Risk Factors and Frequency of Foot Ulceration in Patients Receiving Chronic Hemodialysis Treatment


Özdemir V. A., NURAL N.

Advances in Skin and Wound Care, vol.37, no.4, pp.203-210, 2024 (SCI-Expanded) identifier identifier

  • Publication Type: Article / Article
  • Volume: 37 Issue: 4
  • Publication Date: 2024
  • Doi Number: 10.1097/asw.0000000000000117
  • Journal Name: Advances in Skin and Wound Care
  • Journal Indexes: Science Citation Index Expanded (SCI-EXPANDED), Social Sciences Citation Index (SSCI), Scopus, PASCAL, CINAHL, EMBASE, MEDLINE
  • Page Numbers: pp.203-210
  • Keywords: chronic kidney disease, foot ulceration, hemodialysis, prevalence, risk factors, ulcer
  • Karadeniz Technical University Affiliated: Yes

Abstract

OBJECTIVE To determine the prevalence and risk factors of foot ulceration in patients receiving hemodialysis treatment. METHODS A total of 180 patients who received hemodialysis treatment in two state hospitals and a private health center between April 2017 and September 2017 were included in the study.
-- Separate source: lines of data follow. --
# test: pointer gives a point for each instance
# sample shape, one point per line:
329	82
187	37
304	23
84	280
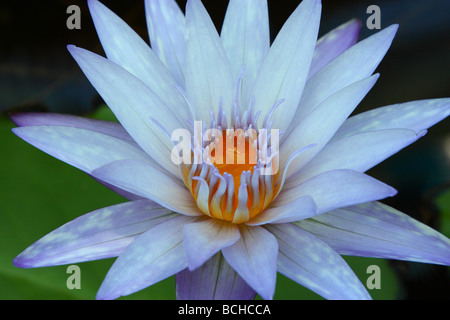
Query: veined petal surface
153	256
284	71
100	234
310	262
377	230
246	39
254	257
167	32
215	280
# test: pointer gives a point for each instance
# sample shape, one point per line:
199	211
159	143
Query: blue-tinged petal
152	257
376	230
299	209
415	115
356	63
144	180
322	123
204	239
214	280
285	70
110	128
125	47
254	257
336	189
358	152
333	44
83	149
123	193
246	39
167	32
134	104
312	263
208	73
100	234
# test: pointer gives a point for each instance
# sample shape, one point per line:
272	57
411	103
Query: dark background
37	73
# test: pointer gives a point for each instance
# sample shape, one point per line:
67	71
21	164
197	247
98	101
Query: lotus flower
226	229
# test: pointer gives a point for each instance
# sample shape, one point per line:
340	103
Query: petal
254	257
83	149
208	73
110	128
321	124
100	234
358	152
337	188
376	230
215	280
167	31
126	48
333	44
246	39
356	63
153	256
415	115
312	263
144	180
134	105
204	239
299	209
284	71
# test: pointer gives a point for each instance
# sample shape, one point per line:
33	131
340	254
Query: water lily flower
225	229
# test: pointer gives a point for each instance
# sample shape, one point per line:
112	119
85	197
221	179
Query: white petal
415	115
333	44
83	149
357	63
358	152
142	179
110	128
309	261
154	256
204	239
167	31
100	234
286	67
246	39
134	105
377	230
254	257
125	47
215	280
337	189
321	124
301	208
208	73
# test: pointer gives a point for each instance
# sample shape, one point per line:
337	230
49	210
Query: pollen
236	178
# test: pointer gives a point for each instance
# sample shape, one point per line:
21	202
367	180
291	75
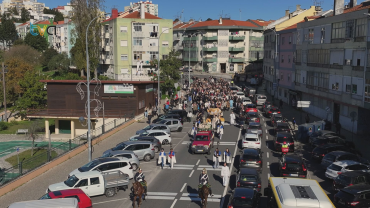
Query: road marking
173	204
191	173
109	201
183	187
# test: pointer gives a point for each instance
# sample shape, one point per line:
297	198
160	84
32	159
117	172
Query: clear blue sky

The researchers collected data using a patient information form and by conducting physical evaluation of the lower extremities. They used the diabetic foot risk assessment algorithm to classify risk according to the data obtained. RESULTS Of the patients receiving hemodialysis treatment, 6.7% had foot ulceration, 19.4% had a history of foot ulceration, and 8.3% had a history of hospitalization associated with ulceration in a lower extremity. Infected foot ulceration was the most common (6.1%) cause of hospitalizations. In the group with current or past foot ulceration, diabetic nephropathy was the most common etiologic factor of end-stage kidney disease (48.6%); there was a significant between-group difference in diabetic nephropathy (P <.05). Etiologic factors had a significant effect on foot ulcerations: As determined by univariate logistic regression, diabetes (odds ratio [OR], 2.727; P <.05), presence of neuropathy (OR, 4.208; P <.05), low-density lipoprotein cholesterol (OR, 1.013; P <.05), and serum albumin (OR, 0.302; P <.036) all had a statistically significant effect on the presence of foot ulcerations. CONCLUSIONS Patients receiving hemodialysis treatment are at high risk for foot ulceration. Therefore, patient awareness strategies should be expanded to include individuals with end-stage renal disease regardless of diabetes status. Clinical and dialysis nurses should educate these patients about foot ulcerations and foot health to prevent ulcer development.